SimpleQA is an obscure trivia benchmark OpenAI uses to evaluate hallucination rate. Resolves yes if a Frontier model released by OpenAI declines to answer SimpleQA questions at least 5 times as often as it incorrectly answers them.
To resolve yes, the model must not have access to the internet or any database of facts. I will be largely looking towards OpenAI's evaluations to resolve this market but will accept 3rd party evals if OpenAI stops using SimpleQA.

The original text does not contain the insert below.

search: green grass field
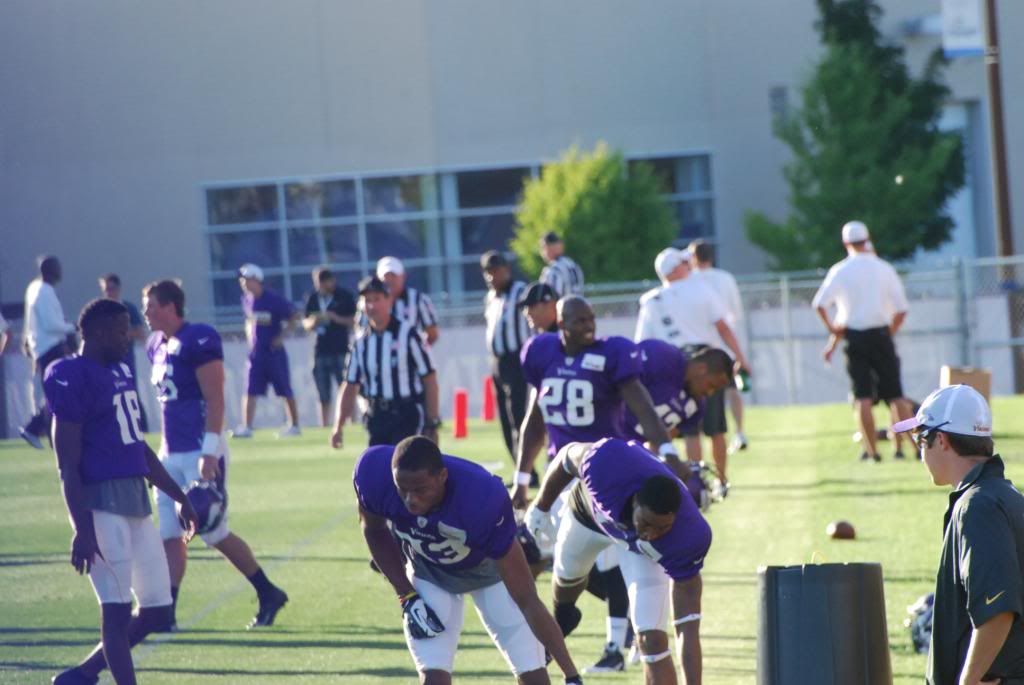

OpenAI's latest frontier model GPT-5-thinking has only a 1:8 ratio. However, OpenAI claimed in a recent paper that they have new insights into why LLMs hallucinate and how to prevent them. Additionally, the smaller GPT-5-thinking-mini achieves nearly a 2:1 ratio.
A result that seems obviously rigged (such as a model achieving 100% accuracy or a model that declines to answer every question or something similar) will not resolve yes.
Bought YES at 51%. The key insight: GPT-5-thinking-mini already achieves nearly 2:1, and OpenAI published a paper (arxiv 2509.04664) claiming new understanding of why LLMs hallucinate. The gap from 2:1 to 5:1 is significant but not insurmountable — it is essentially about better calibrated uncertainty and knowing when to abstain.
Three factors pushing YES:
OpenAI has explicitly prioritized this metric and has 10+ months
Smaller models already show the behavior is learnable — it is a matter of scaling the right training signal
The resolution only requires a single frontier model, not all models
Main risk: "frontier model" requirement means it cannot be a specialized small model. But OpenAI has been building abstention into their reasoning models. I estimate ~60%.